Our recent research, together with the ongoing conversations conducted as part of our continuous Big Reset working groups, shows that a traditional approach to change management no longer suffices for the rapid changes businesses across the sectors are seeing.

This is because traditional change management projects are designed as once-and-done initiatives. However, change requires changing business processes, job responsibilities and assignments, the associated employee behaviours, and more – all playing out simultaneously. Not only is a big-bang approach beyond the realm of human nature, today’s speed of change just doesn’t allow for lengthy and complex planning.  
 
While old change models can give some comfort of providing a structured approach, they can also engender a false sense of security. Even if you follow a change management methodology to a T, something will happen that will disrupt planning. We need to alter the paradigm and move away from a focus on management, to one which facilitates change and supports employees along the way.
 

In organisations that successfully manage change, leaders and high performers reinforce the company’s mission and purpose. They explain how their reinvented business models will work; they create cross-functional teams to design and implement change; and they acknowledge that initiatives will never be completed. That is, changes to any change processes are inevitable. The research shows how organisations that build change agility are more profitable, have higher rates of employee engagement and retention, and happier customers.

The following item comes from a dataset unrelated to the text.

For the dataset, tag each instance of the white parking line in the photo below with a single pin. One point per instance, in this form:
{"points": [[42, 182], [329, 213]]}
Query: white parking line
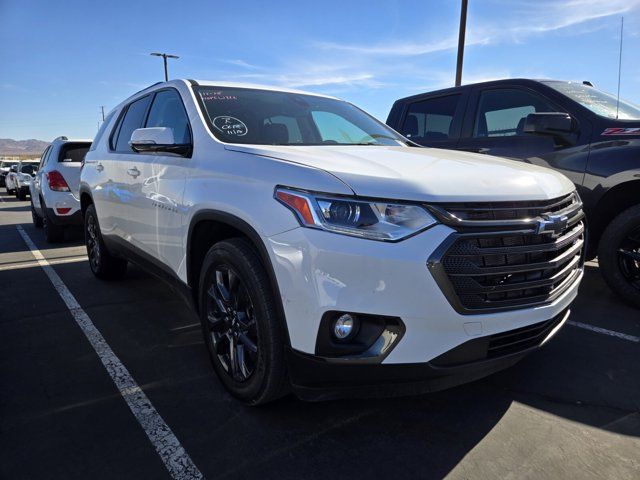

HR capabilities to foster change agility are critical

 
For the past two years, HR teams have been tasked with catalysing change seamlessly and effectively for the workforce, while coping with changes in their own professional roles and personal lives. In fact, respondents to our Global HR Capability Assessment have put change and transformation as the top priority for HR professionals. However, 40% of the surveyed HR professionals expressed that they lack the skills needed for leading effective change. Organisations need to provide development opportunities for staff to build the muscle for change management. Here are a few ways to get started: 
 
Assess capability gaps. Evaluate the current state of HR capabilities in your organisation to prioritise development opportunities. The capabilities that matter the most, as discussed above, include continuous listening; the ability to analyse, interpret, and translate data into action; design thinking; and fostering human-centred leadership. 
 
Provide mentoring and coaching. Our capability assessment also asks HR professionals to indicate the development opportunities they consider the most important for their careers. Mentoring and coaching emerged as the developmental opportunity that they consider the most crucial for advancing their skills and capabilities. HR leaders must train their focus on providing their teams with tailored coaching on short-term capability needs and mentoring to support capabilities critical for long-term career growth and business success.
 
Leverage capability academies and communities. Capability academies emphasise honing business capabilities and typically include developmental assignments and networks of people for sharing knowledge and information. Kaiser Permanente brought together a change management community of practice with close to 100 people from HR, IT, and business operations to share success stories, and learn and support one another while tackling various change initiatives. The community of practice shares knowledge and tools in monthly meetings and online discussions, shedding light on increasing overall change capacity.
 
In conclusion, the most important shift to successfully adapt to change is in mindset. We must recognise that every interaction is a change interaction in itself, from the seemingly trivial to the big moments. And we need to craft the small moments even more carefully than the major ones – it is in these small moments where we can create readiness and acceptance for change and transformation.